Nur se fue con los mercaderes a una tierra muy lejana,
cerca de un gran lago, donde la princesa pasaba largas horas mirando sus aguas
y añorando su casa y a sus padres. Pronto dejó de disfrutar de las comodidades
y bendiciones a las que estaba acostumbrada en palacio. El joven mercader la
tomó como esposa y con el paso del tiempo comenzó a tratarla mal, ya no le
mostraba nunca su amor, ni tenía hacia ella palabras de cariño, y el cielo que
el mercader prometió al emir para su hija, se convirtió en un infierno
demasiado largo y eterno para ser
sufrido.
Un día la princesa, en uno de sus paseos al borde
del lago, oyó como una voz, que parecía venir del fondo de las aguas, le
decía:”asómate y echa tus saladas lágrimas sobre mí”, era la voz de la dama del
lago… Nur se acercó y lloró, lloró tanto…, que hasta la dama del lago le pidió
que parara porque la salinidad alcanzada era tan alta que las nubes comenzaron
a hincharse desmesuradamente y a llover y llorar como locas.
Fue tanto lo que llovió que la princesa fue
arrastrada hacia el lago y allí, entre sus amorosos brazos, la dama del lago la
tomó con cariño y la subió sobre sus zapatos, haciendo que éstos la empujaran hasta
llegar al mar. Ya en el mar, Nur navegó y navegó, entre lluvias y tormentas, durante mucho
tiempo, hasta que un buen día divisó su tierra, y vio que sobre ella se había
posado la luz del sol, como la clara luz
del lucero de su nombre, como augurio de buenos presagios. Entonces regresó a
su casa, con sus padres, quienes la recibieron llenos de alegría.

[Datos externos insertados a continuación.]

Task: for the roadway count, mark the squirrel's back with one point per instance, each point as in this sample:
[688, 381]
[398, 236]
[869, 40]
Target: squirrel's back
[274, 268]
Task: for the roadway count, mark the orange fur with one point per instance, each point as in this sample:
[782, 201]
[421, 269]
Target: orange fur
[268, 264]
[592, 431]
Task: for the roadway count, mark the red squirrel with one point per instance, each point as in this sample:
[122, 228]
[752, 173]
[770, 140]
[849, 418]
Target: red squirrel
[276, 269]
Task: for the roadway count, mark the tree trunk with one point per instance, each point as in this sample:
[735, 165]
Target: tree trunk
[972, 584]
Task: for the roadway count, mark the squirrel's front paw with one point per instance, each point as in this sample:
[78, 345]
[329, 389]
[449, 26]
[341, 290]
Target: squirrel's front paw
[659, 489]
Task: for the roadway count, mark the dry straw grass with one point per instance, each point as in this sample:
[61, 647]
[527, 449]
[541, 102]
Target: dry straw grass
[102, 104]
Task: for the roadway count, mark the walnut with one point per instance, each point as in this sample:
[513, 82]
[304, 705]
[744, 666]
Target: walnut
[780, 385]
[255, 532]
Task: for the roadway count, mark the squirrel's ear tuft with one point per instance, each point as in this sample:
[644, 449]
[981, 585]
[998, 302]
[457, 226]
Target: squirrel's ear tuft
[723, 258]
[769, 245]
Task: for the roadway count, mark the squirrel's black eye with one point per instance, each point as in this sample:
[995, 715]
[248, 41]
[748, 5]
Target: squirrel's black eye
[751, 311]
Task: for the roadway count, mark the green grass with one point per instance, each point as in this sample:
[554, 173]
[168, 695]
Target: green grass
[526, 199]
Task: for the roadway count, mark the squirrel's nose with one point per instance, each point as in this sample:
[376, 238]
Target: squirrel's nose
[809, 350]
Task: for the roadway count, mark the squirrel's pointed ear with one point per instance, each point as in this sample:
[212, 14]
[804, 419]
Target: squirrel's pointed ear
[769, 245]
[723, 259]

Desde entonces la imagen del rostro de la princesa
se ve sobre el lago cada noche de luna llena, y de sus hermosos ojos se
desprenden abundantes lágrimas saladas y negras que marcan la ruta para que todas las princesas y mujeres
maltratadas del mundo encuentren el camino de regreso al amor y a la vida…
Y colorín, colorado… ¿a que el cuento os ha
gustado?
Precioso cuento, con un final esperanzador y emotivo.